Prosecutorial misconduct keeps actual killers on the streets and is serial in Central Florida, and you would be ill-advised to mistake the media’s contentment with that state of affairs as public acceptance.
Per some of the Cc:d parties addresses, I am continuing to pursue the retroactive revocation of Bar association tax exemptions at the local, state and national level, and continuing to seek federal legislation that erases U.S. Supreme Court overreaches in creating unequal justice in Imbler v Pachtman (1976) and Van de Kamp v Goldstein (1977), confirmed in Connick v Thompson (2011). The Justices overreaches allow prosecutors and their supervisors deliberate misconduct to be addressed at the Bar’s discretion, in secret, with the lame punishment of a career change via disbarment being their harshest punishment, while ordinary individuals committing the same offenses before the tribunal are subject to charge and trial in open court, and imprisonment if convicted. Bar associations nationwide betray the public daily by ignoring prosecutorial and supervisory misconduct, seldom facilitating a career change. The Bar hasn’t just cost the public billions in unnecessary court, incarceration and compensation costs in unraveling frame-ups like that of Ramos, Dedge and Dillon, they have caused deaths and bloodshed by actual killers and rapists remaining free to do further harm, along with dangerous coached jailhouse informants that prosecutors have a penchant to deploy in trade for “walks” or light sentences.

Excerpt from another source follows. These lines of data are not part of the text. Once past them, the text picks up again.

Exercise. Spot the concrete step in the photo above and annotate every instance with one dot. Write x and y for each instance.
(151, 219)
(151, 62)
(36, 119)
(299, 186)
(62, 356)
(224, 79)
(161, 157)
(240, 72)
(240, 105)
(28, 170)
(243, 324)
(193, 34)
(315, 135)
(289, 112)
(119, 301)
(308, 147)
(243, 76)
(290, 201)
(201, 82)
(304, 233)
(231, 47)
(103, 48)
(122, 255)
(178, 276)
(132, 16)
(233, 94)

It is not unreasonable – given the media’s behaviors in Bennett’s now-related frame-up – for there to be a class action suit against their officers and legal staffs; they have recklessly endangered and defrauded their subscribers, advertisers and shareholders for decades. Had the Orlando Sentinel been remorseful of their deeply dishonest 1984 portrayal of Bennett’s frame-up, they would have long ago honed in on the tainted transfer, forcing Governor Crist to make a reassignment to a circuit that had not used Preston, long before Governor Scott took office and opted in to conviction corruption.

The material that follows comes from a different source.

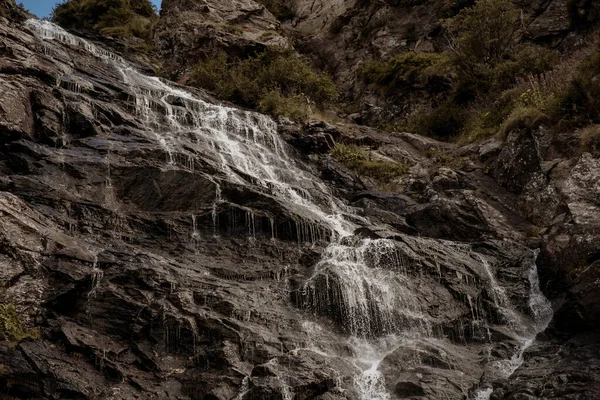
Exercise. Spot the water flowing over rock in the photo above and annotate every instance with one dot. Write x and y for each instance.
(169, 246)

My 150+ blog posts have had over 6,500 hits. Statistics indicate I have readers in Australia, Spain, Great Britain, Brazil, Russia, France, Canada, etc. My blog provides links to three books that detail Tommy’s innocence, and statistics indicate they have been utilized. And I’m not the only one who is blogging about Tommy.

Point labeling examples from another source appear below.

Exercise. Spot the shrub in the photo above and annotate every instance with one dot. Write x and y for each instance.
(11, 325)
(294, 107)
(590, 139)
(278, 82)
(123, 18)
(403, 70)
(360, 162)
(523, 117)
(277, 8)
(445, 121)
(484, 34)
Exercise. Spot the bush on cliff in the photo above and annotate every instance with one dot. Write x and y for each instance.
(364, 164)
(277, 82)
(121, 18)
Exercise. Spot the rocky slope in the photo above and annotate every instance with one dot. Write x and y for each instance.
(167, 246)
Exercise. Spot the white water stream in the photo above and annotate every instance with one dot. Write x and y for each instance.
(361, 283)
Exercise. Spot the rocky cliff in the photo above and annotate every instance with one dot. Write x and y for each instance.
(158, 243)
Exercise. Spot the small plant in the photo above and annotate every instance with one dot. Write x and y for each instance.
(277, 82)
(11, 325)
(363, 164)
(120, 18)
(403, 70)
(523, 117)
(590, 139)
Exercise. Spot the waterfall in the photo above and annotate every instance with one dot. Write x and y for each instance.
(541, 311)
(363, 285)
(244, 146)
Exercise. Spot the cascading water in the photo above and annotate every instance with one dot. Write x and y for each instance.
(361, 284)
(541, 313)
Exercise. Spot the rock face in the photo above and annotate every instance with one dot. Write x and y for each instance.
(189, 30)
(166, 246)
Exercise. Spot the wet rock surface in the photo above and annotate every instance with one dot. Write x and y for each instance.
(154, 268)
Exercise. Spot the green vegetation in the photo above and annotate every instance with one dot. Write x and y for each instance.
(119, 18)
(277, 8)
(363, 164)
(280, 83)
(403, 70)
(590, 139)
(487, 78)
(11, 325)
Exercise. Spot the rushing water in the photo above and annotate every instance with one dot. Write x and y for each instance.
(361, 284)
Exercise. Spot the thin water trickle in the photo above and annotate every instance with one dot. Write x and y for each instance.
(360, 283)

Like Bennett, Tommy was obviously framed, and now their cases are entwined: I insist that you defend Tommy better than I defended myself pro se before another corrupt Florida judge … it is my Florida tax dollars – not your New York tax dollars – funding Tommy’s and Bennett’s persecutions in lieu of prosecutions and continued wrongful incarcerations. On the same basis, the courtesy of a reply stating your intentions is indicated. Thank you.